By Jay Menard
Martin Dockery’s Delirium, which closed the Fringe Festival last night, is a fast-paced, energetic, and hilarious one-man show that takes topics as diverse as immigration, Burning Man, and Monarch butterflies, and finds the interconnectedness and meaning in between them.
Dockery is a gifted storyteller. Alone, on an empty stage, he spends an hour captivating the audience with three seemingly separate tales. The first deals with his proposal to his partner Vanessa after dealing with immigration at Pearson International Airport in Toronto; the second is the tale of an encounter he had at Burning Man, prompted by a restaurant idea he had at the festival; and the final story is an airplane encounter he had following the death of his beloved dog, prompted by a seat mix-up.
Though the stories seem disconnected — and for much of the play, they’re intentionally left that way — they’re wrapped up and tied together beautifully in the end. Dockery masterfully lays the foundations for the conclusion, expertly uses call-backs to earlier statements, and shows that these seemingly independent stories are all part of a larger connection.

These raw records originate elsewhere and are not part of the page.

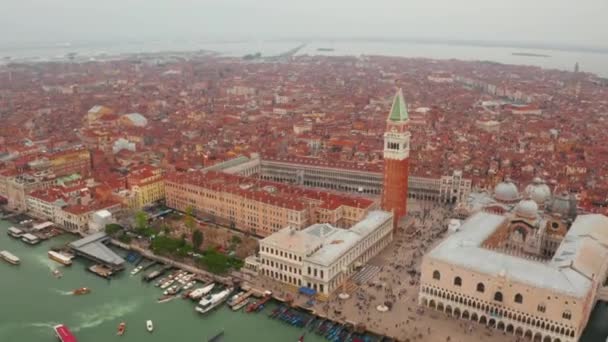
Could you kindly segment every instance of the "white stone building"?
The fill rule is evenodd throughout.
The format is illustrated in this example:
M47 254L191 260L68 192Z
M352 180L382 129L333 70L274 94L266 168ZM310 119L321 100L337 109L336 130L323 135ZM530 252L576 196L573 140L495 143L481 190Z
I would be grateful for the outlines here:
M314 224L284 228L260 241L258 272L329 295L393 239L393 215L371 211L350 229Z
M478 212L428 252L419 304L533 341L578 341L608 293L608 217L579 215L569 230L532 226L522 236L529 207L518 206L515 220ZM513 236L534 245L539 234L564 235L551 255L504 248Z

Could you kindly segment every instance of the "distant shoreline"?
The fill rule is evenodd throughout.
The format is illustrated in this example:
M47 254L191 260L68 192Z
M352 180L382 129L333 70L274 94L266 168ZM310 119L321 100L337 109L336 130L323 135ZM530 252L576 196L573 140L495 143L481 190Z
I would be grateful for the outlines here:
M544 55L542 53L531 53L531 52L513 52L513 56L525 56L525 57L543 57L549 58L551 55Z

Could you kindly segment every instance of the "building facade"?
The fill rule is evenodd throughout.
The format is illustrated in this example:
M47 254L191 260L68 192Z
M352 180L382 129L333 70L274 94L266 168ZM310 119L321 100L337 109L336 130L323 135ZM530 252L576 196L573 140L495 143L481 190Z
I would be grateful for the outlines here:
M350 227L378 205L373 200L230 175L188 172L167 176L166 204L257 236L284 227L302 229L316 222Z
M165 198L165 182L162 169L149 165L131 170L127 176L131 196L127 196L128 206L139 210Z
M369 165L338 164L307 158L261 159L259 155L251 159L240 156L226 164L226 167L214 167L229 174L371 197L380 196L383 189L384 174ZM410 175L407 187L408 198L458 203L468 198L471 180L463 178L460 170L440 178Z
M329 295L393 239L393 215L371 211L350 229L314 224L284 228L260 241L257 272Z
M384 133L382 209L395 213L395 222L407 214L410 158L409 115L401 89L393 99Z
M535 209L467 219L424 256L419 304L534 341L578 341L607 290L608 217L579 215L566 230L530 224Z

Dockery expends a tremendous amount of energy on the stage and it’s infectious. As an audience member, you’re swept along as he paces and prowls the stage. He illustrates the story with hands that dance through the air and with a body that twists, contorts, and moves as the tales are told. He uses his voice expertly, ranging from deeper, casual tones, to an almost sing-songy high pitch used to express incredulity.
Delirium is part storytelling, part marathon, and a journey to a destination makes it all worthwhile.